We suspect that defense counsel's failure to challenge the scoring of the guidelines was based on the reasonable likelihood that defendant still would have been scored in the highest scoring grid. In fact, reviewing the scoring guidelines as a whole, we are not persuaded that defense counsel's failure to challenge the scoring of these variables was deficient, nor are we persuaded that there is a reasonable probability that challenging the scoring of the guidelines would have resulted in defendant's being placed in a lower grid. Consequently, we conclude that defendant was not deprived of his constitutional right to effective assistance of counsel, inasmuch as a challenge to the scoring most likely would have been futile. See Snider, supra at 423-425, 608 N.W.2d 502.
Finally, defendant contends that the rifle seized from under his bed was improperly admitted into evidence. A trial court's decision to admit evidence is reviewed for an abuse of discretion. People v. Cain, 238 Mich.App. 95, 122, 605 N.W.2d 28 (1999).

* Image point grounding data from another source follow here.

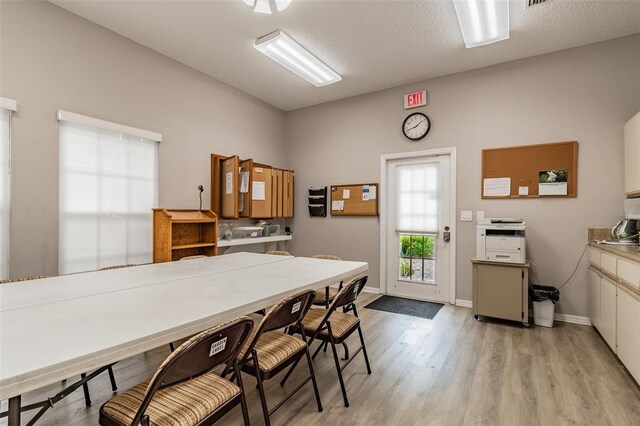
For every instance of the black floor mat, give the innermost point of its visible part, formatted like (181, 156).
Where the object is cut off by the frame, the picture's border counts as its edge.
(399, 305)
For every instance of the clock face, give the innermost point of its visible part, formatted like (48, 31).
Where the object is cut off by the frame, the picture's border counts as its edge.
(416, 126)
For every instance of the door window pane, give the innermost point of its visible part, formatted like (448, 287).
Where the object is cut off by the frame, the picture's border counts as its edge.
(417, 258)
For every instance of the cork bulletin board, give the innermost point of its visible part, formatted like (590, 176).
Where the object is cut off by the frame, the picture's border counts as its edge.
(354, 200)
(523, 165)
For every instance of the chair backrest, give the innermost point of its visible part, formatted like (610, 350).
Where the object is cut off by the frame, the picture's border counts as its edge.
(199, 256)
(15, 280)
(199, 355)
(327, 257)
(346, 296)
(288, 312)
(279, 252)
(127, 265)
(349, 292)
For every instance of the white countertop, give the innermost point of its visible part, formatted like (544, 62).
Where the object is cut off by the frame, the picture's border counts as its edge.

Defendant contends that the rifle was not relevant to any issue at trial. Relevant evidence is “evidence having any tendency to make the existence of any fact of consequence to the determination of the action more probable or less probable than it would be without the evidence.” MRE 401. In admitting the rifle into evidence, the trial court agreed that the relevance of the rifle was based on defendant's reference to the rifle in his statement to the police. In addition, the prosecutor argued during closing argument that defendant referenced the rifle to distance himself from the shotgun that he allegedly used to threaten the victims.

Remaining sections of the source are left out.